I think you really missed what Ray was saying about jim and jimbo. Its supposed to be very representative. It parallels Dionysian revelry. Dionysus represents instinctual living, intellectual conversation, passion, and the role of intoxicants in enhancing situations. He also represents the power that intoxicants can have to turn your passion, conversation, and instincts into tools of evil and foolishness. Jim Morrison had much to be defended for. Such a wise person. As ray says, he was definitely privy to same ancient knowledge. I dont think someone as intelligent as ray honestly believes that jim wasn't responsible for his own demise. I think he just wanted to take the synical spin off the story that Oliver stone and others have delivered to the world. Also, I've never read such descriptive paragraphs as those written by mr. Manzarek. He has an amazing grasp of sentence structure and flow. I would say because because he does know poetry and art very well. His plot development, foreshadowing, and symbolic figures are incredible also.

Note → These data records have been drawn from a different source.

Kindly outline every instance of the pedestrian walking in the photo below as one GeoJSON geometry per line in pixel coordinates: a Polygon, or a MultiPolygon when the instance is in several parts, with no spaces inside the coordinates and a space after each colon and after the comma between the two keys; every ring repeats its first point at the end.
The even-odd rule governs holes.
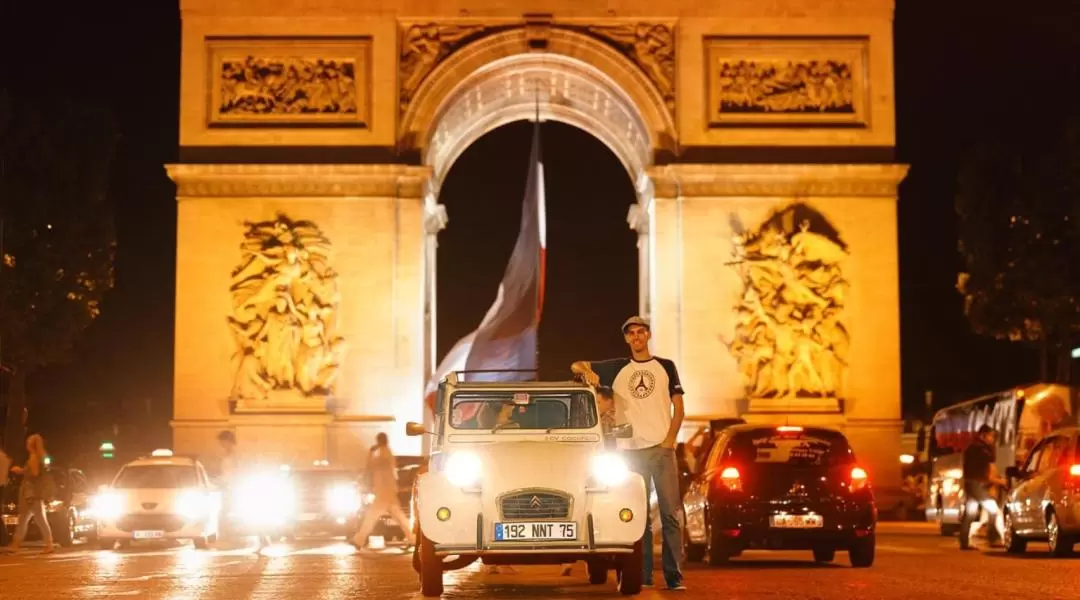
{"type": "Polygon", "coordinates": [[[405,532],[405,540],[409,546],[416,543],[412,527],[409,526],[409,518],[401,510],[401,501],[398,499],[397,461],[394,453],[390,450],[390,440],[385,433],[375,436],[375,445],[368,454],[367,471],[371,479],[371,492],[375,499],[364,511],[364,517],[360,520],[360,526],[353,536],[352,544],[358,549],[367,545],[368,536],[375,529],[375,524],[383,515],[389,515],[401,530],[405,532]]]}
{"type": "MultiPolygon", "coordinates": [[[[570,370],[593,386],[607,386],[615,396],[616,420],[633,427],[633,437],[618,440],[631,467],[645,478],[649,495],[656,490],[663,535],[662,565],[668,589],[685,590],[682,568],[682,498],[675,443],[683,421],[683,388],[675,363],[649,351],[648,321],[631,317],[623,323],[630,356],[603,361],[578,361],[570,370]]],[[[651,517],[642,538],[642,582],[653,585],[651,517]]]]}
{"type": "MultiPolygon", "coordinates": [[[[0,438],[0,506],[3,506],[7,502],[8,497],[8,481],[10,480],[11,473],[11,459],[4,452],[3,439],[0,438]]],[[[0,511],[3,512],[3,511],[0,511]]],[[[7,524],[0,523],[0,547],[7,546],[8,544],[7,524]]]]}
{"type": "Polygon", "coordinates": [[[30,529],[30,520],[33,519],[38,530],[41,531],[41,539],[45,541],[44,554],[56,550],[53,545],[52,529],[49,520],[45,516],[45,502],[52,499],[52,479],[45,471],[45,440],[38,434],[26,438],[26,450],[29,458],[26,465],[12,467],[11,471],[22,475],[22,483],[19,485],[19,524],[15,529],[15,540],[9,546],[12,552],[18,552],[26,533],[30,529]]]}
{"type": "Polygon", "coordinates": [[[979,427],[975,439],[964,450],[964,516],[960,519],[960,548],[971,547],[971,538],[981,524],[978,519],[980,507],[986,511],[989,526],[987,539],[991,545],[1001,544],[1001,510],[997,501],[990,495],[993,486],[1006,485],[997,474],[997,451],[994,447],[996,432],[989,425],[979,427]]]}

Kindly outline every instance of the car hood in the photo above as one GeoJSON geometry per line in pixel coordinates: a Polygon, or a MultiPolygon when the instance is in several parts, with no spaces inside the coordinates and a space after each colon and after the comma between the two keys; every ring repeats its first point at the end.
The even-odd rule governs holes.
{"type": "Polygon", "coordinates": [[[596,444],[499,442],[473,447],[483,465],[484,488],[496,494],[521,488],[566,490],[584,486],[596,444]]]}

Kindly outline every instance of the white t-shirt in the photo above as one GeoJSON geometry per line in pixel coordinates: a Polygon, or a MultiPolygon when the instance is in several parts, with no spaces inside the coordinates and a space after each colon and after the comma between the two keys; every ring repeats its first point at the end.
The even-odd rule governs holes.
{"type": "Polygon", "coordinates": [[[615,421],[630,423],[634,435],[618,440],[622,450],[659,445],[667,437],[672,419],[672,396],[683,393],[675,363],[654,356],[649,360],[615,358],[590,363],[600,385],[615,395],[615,421]]]}

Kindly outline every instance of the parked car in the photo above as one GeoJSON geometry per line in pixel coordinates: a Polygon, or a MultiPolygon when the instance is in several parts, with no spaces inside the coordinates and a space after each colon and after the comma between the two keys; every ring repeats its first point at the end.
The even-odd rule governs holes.
{"type": "Polygon", "coordinates": [[[874,562],[877,507],[842,433],[823,427],[725,429],[683,499],[686,555],[725,564],[743,550],[811,550],[874,562]]]}
{"type": "MultiPolygon", "coordinates": [[[[79,469],[55,464],[49,465],[46,470],[56,485],[56,497],[45,505],[53,541],[64,547],[78,540],[93,541],[97,531],[89,510],[90,485],[86,475],[79,469]]],[[[19,482],[19,477],[13,477],[5,488],[4,497],[0,499],[0,514],[9,535],[15,534],[19,522],[19,482]]],[[[38,528],[31,524],[27,540],[40,537],[38,528]]]]}
{"type": "Polygon", "coordinates": [[[1080,542],[1080,430],[1054,431],[1043,438],[1014,480],[1005,501],[1005,549],[1020,553],[1032,540],[1046,540],[1054,556],[1068,556],[1080,542]]]}

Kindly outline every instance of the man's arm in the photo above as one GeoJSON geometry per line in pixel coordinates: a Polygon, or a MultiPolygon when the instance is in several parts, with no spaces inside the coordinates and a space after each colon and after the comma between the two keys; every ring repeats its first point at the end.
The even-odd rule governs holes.
{"type": "Polygon", "coordinates": [[[674,406],[674,414],[671,416],[671,425],[668,427],[667,437],[660,445],[664,448],[674,448],[675,440],[679,438],[679,430],[682,429],[683,418],[686,411],[683,408],[683,387],[679,380],[679,370],[675,368],[675,361],[661,358],[660,365],[668,376],[668,395],[671,396],[671,404],[674,406]]]}
{"type": "Polygon", "coordinates": [[[570,365],[570,371],[580,375],[585,383],[592,386],[605,385],[611,387],[615,383],[615,376],[619,370],[626,366],[630,359],[612,358],[609,360],[579,360],[570,365]]]}
{"type": "Polygon", "coordinates": [[[671,426],[668,427],[667,437],[665,437],[663,443],[660,444],[664,448],[675,447],[675,440],[679,438],[679,430],[682,429],[683,417],[686,416],[683,409],[682,394],[675,394],[672,396],[671,404],[675,407],[675,414],[671,416],[671,426]]]}
{"type": "Polygon", "coordinates": [[[581,375],[581,378],[589,385],[600,385],[600,376],[592,370],[592,364],[587,360],[579,360],[572,363],[570,365],[570,372],[574,375],[581,375]]]}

P.S try not to treat eastern mysticism, existentialism, and the ideas of living an instinct based life as such mumbo jumbo.

Jill replied:

I don't think I missed anything, sorry! Re-reading this review, I think I have, if anything, been kind towards a naive and not very well-written book. This is because I have a great affection for Jim (and Jimbo!) and Ray and The Doors in general, and it gave me a great deal of pleasure to read. I'm sorry if this didn't come across to you, but it doesn't change my critique, which, as I say, I think could have been considerably sharper.